CircleCI partners with GitLab

2 years ago 111

CircleCI, the popular continuous integration and delivery (CI/CD) platform, today announced a partnership with GitLab, the popular DevOps platform that also offers an integrated CI/CD service. That may seem like a bit of an odd match-up at first, but CircleCI argues that by providing support for GitLab SaaS customers, it can help those users manage software changes anywhere in the software ecosystem.

Specifically, this means developers can now trigger pipelines in CircleCI from GitLab forked merge requests, for example, and CircleCI will be able to provide performance and health metrics to its customers on GitLab SaaS, all while also benefitting from CircleCI’s permission models and existing toolchains.

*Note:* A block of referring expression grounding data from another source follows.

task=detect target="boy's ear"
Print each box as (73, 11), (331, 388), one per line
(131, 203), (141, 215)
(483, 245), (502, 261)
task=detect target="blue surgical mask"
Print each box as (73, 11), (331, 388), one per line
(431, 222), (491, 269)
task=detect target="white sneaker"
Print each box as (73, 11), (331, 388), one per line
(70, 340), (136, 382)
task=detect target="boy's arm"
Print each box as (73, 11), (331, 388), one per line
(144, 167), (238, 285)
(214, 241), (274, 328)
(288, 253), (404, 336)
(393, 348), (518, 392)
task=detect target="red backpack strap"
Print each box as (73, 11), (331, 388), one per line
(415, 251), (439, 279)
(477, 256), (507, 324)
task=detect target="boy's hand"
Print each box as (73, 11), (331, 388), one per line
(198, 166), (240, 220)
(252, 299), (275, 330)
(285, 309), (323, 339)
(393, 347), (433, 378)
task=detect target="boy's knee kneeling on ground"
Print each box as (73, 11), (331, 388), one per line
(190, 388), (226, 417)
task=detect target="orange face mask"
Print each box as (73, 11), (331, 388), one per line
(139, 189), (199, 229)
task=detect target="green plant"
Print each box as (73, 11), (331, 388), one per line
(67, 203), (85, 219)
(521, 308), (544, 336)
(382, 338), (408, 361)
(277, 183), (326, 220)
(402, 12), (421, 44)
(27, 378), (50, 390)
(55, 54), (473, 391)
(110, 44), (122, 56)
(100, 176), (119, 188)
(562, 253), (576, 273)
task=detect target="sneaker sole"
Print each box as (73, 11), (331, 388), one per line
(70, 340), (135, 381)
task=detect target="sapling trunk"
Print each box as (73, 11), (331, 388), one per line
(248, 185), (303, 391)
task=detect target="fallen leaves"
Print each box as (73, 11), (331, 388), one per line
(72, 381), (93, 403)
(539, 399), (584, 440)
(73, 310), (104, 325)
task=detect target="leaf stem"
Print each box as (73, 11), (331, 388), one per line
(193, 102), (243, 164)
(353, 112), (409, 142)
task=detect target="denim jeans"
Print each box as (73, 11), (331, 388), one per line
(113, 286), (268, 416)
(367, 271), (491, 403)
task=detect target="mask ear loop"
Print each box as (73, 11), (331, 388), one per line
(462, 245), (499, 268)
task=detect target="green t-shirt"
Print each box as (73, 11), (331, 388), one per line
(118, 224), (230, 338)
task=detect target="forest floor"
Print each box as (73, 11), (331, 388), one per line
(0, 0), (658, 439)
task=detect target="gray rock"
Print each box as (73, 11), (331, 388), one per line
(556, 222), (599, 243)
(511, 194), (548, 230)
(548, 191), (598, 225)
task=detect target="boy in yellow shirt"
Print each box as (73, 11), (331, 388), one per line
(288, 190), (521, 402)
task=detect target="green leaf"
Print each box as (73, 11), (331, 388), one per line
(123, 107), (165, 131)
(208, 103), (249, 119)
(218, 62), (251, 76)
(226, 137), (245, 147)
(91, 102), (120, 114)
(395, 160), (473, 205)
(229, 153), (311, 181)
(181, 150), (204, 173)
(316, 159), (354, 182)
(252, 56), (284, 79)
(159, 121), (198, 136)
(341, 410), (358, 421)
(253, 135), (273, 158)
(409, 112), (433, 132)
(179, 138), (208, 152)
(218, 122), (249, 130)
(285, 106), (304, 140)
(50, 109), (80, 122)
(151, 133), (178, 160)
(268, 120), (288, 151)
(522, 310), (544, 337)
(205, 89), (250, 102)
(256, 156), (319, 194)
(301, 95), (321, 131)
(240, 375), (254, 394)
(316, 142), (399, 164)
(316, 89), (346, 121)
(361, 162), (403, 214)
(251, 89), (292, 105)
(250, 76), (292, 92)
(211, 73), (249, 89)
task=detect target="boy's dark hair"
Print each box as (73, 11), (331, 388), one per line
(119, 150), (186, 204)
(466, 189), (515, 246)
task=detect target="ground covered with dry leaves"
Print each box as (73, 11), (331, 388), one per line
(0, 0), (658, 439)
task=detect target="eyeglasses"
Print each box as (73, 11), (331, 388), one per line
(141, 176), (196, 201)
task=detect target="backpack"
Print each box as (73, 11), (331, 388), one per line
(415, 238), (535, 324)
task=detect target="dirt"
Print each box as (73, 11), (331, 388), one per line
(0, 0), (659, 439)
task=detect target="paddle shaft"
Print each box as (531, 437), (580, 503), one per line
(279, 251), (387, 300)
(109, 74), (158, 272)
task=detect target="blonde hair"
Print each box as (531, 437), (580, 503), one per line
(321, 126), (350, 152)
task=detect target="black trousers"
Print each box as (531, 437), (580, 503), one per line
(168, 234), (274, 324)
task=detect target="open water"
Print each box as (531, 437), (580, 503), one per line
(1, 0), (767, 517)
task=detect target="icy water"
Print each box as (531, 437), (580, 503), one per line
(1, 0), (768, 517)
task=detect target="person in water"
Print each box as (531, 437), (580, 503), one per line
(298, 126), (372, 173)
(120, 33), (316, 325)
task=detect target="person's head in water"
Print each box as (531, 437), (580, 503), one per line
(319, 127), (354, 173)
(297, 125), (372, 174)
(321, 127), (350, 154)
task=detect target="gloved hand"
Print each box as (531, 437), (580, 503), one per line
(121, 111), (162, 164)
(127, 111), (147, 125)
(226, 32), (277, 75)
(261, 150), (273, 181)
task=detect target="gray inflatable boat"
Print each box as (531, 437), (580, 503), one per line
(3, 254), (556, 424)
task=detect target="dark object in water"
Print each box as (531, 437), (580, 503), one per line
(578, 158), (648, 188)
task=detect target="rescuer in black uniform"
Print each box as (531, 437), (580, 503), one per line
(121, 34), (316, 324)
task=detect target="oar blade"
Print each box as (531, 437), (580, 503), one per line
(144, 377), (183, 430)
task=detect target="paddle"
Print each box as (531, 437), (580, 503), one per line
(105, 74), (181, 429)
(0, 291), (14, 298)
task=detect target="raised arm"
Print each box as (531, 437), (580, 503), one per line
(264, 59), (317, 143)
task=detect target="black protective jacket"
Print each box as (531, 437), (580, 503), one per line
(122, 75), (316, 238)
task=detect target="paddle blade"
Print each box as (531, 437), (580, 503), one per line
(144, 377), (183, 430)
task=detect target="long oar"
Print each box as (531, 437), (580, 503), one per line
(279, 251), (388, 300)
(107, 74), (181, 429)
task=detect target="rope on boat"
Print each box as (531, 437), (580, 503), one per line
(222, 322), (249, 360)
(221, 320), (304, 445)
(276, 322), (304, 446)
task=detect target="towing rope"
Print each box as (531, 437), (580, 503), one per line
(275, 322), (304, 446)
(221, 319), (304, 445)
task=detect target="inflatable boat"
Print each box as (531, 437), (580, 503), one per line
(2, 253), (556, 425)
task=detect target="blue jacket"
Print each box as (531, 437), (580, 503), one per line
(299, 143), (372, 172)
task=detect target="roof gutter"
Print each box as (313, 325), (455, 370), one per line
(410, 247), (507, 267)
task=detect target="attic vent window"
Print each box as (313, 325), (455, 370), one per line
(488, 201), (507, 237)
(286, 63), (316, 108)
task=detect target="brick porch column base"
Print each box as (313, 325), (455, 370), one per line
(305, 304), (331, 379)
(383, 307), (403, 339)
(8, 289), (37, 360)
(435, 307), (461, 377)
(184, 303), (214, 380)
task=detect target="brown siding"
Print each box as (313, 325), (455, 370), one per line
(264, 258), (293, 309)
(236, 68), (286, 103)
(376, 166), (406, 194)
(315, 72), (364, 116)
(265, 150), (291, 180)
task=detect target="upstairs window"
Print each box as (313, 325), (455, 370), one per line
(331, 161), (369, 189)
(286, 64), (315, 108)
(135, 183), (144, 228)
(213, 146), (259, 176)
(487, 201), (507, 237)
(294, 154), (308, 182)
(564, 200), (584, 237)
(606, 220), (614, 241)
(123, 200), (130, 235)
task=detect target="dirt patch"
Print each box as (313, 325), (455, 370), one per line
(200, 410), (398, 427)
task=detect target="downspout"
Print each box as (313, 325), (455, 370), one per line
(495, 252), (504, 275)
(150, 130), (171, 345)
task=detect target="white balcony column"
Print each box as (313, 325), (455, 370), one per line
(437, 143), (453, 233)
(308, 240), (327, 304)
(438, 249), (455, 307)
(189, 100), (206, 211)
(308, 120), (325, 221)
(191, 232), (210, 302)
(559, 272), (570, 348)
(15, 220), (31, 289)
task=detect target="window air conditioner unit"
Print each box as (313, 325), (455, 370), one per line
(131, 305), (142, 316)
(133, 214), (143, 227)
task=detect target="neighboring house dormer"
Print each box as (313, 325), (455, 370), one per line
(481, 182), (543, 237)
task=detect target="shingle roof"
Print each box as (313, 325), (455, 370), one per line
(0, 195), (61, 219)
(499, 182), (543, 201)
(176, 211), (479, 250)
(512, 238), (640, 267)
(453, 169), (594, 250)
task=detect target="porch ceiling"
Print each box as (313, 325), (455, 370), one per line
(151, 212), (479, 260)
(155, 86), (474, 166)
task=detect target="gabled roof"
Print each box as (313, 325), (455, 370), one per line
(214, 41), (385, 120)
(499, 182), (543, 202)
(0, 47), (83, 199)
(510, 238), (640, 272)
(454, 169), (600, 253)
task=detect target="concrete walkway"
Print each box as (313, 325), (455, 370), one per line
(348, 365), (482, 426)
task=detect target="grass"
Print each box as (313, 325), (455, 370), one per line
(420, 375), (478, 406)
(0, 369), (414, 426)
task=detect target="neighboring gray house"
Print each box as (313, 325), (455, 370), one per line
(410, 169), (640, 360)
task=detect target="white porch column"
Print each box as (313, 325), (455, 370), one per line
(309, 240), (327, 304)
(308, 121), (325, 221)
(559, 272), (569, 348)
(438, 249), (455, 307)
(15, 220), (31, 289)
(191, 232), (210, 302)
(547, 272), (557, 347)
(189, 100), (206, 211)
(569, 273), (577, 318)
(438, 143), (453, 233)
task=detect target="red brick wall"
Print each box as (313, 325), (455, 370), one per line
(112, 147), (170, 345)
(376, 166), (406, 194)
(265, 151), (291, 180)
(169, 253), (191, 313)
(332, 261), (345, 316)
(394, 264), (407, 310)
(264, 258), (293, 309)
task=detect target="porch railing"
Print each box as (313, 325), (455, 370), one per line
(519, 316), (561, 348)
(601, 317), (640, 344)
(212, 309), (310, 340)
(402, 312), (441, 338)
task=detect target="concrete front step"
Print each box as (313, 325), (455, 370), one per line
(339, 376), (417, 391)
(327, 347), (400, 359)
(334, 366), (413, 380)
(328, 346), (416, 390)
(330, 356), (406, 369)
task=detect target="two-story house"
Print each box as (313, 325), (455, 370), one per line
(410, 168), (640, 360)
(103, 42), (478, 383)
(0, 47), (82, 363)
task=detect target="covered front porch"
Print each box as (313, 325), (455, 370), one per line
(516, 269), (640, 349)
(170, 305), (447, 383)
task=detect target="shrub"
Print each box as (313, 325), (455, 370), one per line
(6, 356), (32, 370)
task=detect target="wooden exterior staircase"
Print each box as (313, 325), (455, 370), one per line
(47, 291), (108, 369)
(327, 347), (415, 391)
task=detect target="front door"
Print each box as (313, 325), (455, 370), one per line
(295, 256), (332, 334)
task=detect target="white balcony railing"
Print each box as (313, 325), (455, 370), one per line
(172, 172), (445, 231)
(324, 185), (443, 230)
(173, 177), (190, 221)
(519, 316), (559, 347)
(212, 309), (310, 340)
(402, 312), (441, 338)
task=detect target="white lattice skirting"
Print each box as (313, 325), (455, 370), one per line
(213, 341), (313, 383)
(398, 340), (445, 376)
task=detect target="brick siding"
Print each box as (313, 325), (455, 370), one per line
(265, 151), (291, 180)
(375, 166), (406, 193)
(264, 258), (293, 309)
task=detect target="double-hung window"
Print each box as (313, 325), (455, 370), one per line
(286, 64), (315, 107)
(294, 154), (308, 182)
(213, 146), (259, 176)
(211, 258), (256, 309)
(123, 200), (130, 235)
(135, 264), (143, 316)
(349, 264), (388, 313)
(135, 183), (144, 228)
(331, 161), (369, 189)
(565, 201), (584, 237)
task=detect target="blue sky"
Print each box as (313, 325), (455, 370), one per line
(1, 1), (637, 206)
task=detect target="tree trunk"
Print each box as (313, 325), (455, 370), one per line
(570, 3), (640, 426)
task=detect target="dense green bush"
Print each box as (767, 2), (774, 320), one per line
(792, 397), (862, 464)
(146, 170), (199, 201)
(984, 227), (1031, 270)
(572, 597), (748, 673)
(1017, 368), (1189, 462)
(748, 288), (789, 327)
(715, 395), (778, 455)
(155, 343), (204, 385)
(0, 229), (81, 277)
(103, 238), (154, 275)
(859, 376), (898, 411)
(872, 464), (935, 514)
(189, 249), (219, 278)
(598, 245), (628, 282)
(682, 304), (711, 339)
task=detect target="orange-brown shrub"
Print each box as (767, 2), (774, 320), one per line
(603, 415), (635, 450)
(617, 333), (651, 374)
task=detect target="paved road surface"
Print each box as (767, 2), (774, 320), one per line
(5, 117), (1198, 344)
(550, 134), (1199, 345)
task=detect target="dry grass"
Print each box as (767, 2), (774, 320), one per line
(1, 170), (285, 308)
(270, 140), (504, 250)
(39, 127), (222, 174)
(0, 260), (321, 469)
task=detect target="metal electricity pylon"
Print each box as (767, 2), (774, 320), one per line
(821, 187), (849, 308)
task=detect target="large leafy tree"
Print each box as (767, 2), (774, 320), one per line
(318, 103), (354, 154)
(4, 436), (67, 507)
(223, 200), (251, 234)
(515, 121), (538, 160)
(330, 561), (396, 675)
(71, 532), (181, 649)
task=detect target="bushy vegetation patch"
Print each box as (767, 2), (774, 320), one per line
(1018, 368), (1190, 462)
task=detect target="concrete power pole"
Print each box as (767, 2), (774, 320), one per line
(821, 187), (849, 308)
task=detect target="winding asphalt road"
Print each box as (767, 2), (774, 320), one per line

“When we launched 11 years ago, the only flow that people really cared about was: a developer makes a change in code, they commit, they push. That was all that existed,” CircleCI CEO Jim Rose said. “And over the last 11 years, it’s just metastasized into all these other things.”

circleCI and GitLab partnership

Image Credits: CircleCI

He acknowledged that for some users, simply using something like GitLab’s own end-to-end solution will work just fine for them. “That’s great for them,” he said. “I think in most situations, what we have found is that due to the complexity of the number of [version control systems] and due to the complexity of the number of deploy targets — most people we talk to are multi-cloud — you end up with a bit of a mishmash in the middle. And so we find our sweet spot is if you’re running multiple [version control systems] and multiple sources of change and you’re running multi-cloud, you may not benefit from attaching your build system to only one of those endpoints and then trying to stretch it out. Instead, what we try to do is go in as an agnostic broker and that allows you to make some of these different decisions individually.”

For CircleCI, it’s this focus on being the one service to manage code changes, something that becomes even more important as we’re moving to a world where an increasingly large part of a company’s infrastructure is managed by ‘[x] as code’ services, that allows it to occupy this neutral position where it can both partner and compete with the likes of GitLab, GitHub and Atlassian.